От волнения его речь оживала ошибками и несуразностями. – Можно я к вам? – спросил он.
Я утвердительно кивнул.
– Вы русский… – начал он.
Я отрицательно покачал головой.
– Вы русский… – по инерции повторил он и остановился, вопросительно подняв брови. – Разве нет?
– Я – грек, – сказал я. – Мне очень жаль.
– Ничего, ничего… – пробормотал он.
– А ты встань, поднимись, разлеглась… – обратился юноша к подруге. – Валяешься перед дипломатом.
– О, я никакой не дипломат, – с подъёмом воскликнул Майкл. – Я не хочу быть дипломат. Я филолог, славист.
– Филолог… – простонала девушка. – Все филологи – свиньи, – добавила она и замолчала.

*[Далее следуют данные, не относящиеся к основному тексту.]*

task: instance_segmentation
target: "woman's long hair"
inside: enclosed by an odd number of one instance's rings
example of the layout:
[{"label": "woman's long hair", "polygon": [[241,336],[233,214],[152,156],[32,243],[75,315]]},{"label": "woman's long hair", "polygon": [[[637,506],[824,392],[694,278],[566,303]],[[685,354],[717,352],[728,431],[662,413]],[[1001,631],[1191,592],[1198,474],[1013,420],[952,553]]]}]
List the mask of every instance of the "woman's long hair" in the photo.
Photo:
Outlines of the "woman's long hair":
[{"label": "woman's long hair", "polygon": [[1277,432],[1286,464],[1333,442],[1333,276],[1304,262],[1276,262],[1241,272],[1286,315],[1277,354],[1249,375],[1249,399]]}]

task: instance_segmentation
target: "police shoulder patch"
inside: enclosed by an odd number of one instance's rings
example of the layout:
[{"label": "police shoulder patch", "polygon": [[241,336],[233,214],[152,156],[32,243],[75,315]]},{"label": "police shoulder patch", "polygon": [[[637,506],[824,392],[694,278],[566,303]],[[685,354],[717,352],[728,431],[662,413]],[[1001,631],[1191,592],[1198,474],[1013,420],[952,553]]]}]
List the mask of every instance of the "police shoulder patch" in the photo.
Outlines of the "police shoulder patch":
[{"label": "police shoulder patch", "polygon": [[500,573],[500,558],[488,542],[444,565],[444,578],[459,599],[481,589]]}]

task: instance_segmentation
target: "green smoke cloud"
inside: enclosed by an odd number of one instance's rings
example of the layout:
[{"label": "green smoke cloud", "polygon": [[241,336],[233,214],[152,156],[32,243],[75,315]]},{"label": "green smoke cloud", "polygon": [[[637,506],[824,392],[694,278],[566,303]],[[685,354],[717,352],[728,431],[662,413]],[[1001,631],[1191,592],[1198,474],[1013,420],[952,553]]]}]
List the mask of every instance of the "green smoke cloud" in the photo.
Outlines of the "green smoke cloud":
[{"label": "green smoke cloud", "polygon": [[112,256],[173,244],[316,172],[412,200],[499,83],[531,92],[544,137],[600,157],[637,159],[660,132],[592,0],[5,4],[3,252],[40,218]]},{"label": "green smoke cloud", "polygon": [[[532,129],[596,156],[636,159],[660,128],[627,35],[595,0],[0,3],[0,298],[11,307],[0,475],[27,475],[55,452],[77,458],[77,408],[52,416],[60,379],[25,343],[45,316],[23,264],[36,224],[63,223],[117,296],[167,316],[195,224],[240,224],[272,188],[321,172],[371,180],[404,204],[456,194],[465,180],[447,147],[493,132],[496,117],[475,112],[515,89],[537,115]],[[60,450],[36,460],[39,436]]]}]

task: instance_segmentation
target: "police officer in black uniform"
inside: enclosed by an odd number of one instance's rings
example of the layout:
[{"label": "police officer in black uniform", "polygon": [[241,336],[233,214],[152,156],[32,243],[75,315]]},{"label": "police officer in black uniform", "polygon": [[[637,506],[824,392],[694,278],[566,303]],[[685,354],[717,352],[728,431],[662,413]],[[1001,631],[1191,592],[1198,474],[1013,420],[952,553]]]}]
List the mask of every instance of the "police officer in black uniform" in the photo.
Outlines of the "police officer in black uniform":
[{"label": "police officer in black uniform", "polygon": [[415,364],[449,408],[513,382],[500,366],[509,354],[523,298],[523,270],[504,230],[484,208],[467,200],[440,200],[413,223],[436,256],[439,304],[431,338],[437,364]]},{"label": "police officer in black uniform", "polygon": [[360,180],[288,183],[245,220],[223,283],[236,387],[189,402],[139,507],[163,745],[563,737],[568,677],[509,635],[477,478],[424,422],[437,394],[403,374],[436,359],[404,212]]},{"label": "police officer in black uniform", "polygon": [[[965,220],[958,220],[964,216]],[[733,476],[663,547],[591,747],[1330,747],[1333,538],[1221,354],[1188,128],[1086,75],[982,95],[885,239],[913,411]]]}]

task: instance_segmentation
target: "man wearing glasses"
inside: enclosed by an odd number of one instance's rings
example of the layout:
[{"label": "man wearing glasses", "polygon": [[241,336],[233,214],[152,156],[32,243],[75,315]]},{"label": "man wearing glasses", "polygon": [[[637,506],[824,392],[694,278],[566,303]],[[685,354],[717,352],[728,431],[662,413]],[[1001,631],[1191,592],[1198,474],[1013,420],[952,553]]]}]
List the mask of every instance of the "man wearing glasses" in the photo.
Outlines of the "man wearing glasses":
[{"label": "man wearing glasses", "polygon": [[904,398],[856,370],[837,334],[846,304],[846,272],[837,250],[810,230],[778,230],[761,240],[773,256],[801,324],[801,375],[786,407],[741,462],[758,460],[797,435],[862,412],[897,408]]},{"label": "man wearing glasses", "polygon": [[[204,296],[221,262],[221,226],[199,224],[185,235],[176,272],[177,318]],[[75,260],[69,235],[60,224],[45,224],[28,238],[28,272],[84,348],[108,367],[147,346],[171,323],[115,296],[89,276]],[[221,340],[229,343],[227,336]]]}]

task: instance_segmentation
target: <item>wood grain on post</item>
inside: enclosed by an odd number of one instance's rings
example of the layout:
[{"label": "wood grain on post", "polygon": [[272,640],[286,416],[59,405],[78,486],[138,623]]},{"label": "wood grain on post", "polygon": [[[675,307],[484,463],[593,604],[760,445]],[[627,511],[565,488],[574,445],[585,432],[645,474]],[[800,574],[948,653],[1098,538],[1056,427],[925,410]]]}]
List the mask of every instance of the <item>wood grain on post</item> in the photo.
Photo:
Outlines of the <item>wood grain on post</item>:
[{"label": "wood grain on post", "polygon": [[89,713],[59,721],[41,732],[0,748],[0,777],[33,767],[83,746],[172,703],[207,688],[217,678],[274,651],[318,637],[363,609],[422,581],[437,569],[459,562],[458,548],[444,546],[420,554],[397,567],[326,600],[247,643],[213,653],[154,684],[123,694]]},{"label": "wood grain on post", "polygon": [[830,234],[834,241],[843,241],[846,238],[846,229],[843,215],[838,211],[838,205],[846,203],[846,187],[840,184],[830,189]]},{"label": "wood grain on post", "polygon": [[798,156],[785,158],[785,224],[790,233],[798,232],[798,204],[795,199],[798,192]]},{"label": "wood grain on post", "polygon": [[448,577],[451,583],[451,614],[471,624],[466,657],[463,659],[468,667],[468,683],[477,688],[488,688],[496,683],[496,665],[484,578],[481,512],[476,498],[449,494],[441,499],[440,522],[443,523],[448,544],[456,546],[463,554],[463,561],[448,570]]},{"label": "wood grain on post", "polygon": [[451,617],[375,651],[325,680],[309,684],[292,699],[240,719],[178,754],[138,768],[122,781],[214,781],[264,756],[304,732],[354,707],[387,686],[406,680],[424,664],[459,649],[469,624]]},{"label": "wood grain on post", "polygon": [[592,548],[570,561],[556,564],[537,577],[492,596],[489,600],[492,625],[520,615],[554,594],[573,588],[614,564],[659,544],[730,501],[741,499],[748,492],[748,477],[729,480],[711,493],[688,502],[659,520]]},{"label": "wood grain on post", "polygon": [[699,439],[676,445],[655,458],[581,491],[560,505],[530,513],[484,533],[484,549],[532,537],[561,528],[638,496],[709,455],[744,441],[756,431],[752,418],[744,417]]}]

Дядя Лёва легко поднялся на ноги и, не оглядываясь, пошёл к двери. Я последовал его примеру.
С пустым стаканом в руке я миновал чернобородого, вышел из комнаты, свернул по коридору и очутился на кухне. На пороге я постоял, посмотрел на часы. Постучал себя по виску и сел на табурет у порога. «Вот я пришёл на кухню, – сказал я, обращаясь к самому себе. – Вот я на кухне, а что делать дальше? Нет, ты ответь мне, – сказал я. – Что мне делать дальше?»
Неясный свет освещал углы. В одном стоял стол, на столе лежали вилка, нож в кожице засохшего кетчупа, тарелка с недоеденным мясом. Тонкий, початый бокал стоял у тарелки, подальше – початая бутылка портвейна. На отодвинутом кухонно-хирургическом стуле валялась сломанная пополам газета.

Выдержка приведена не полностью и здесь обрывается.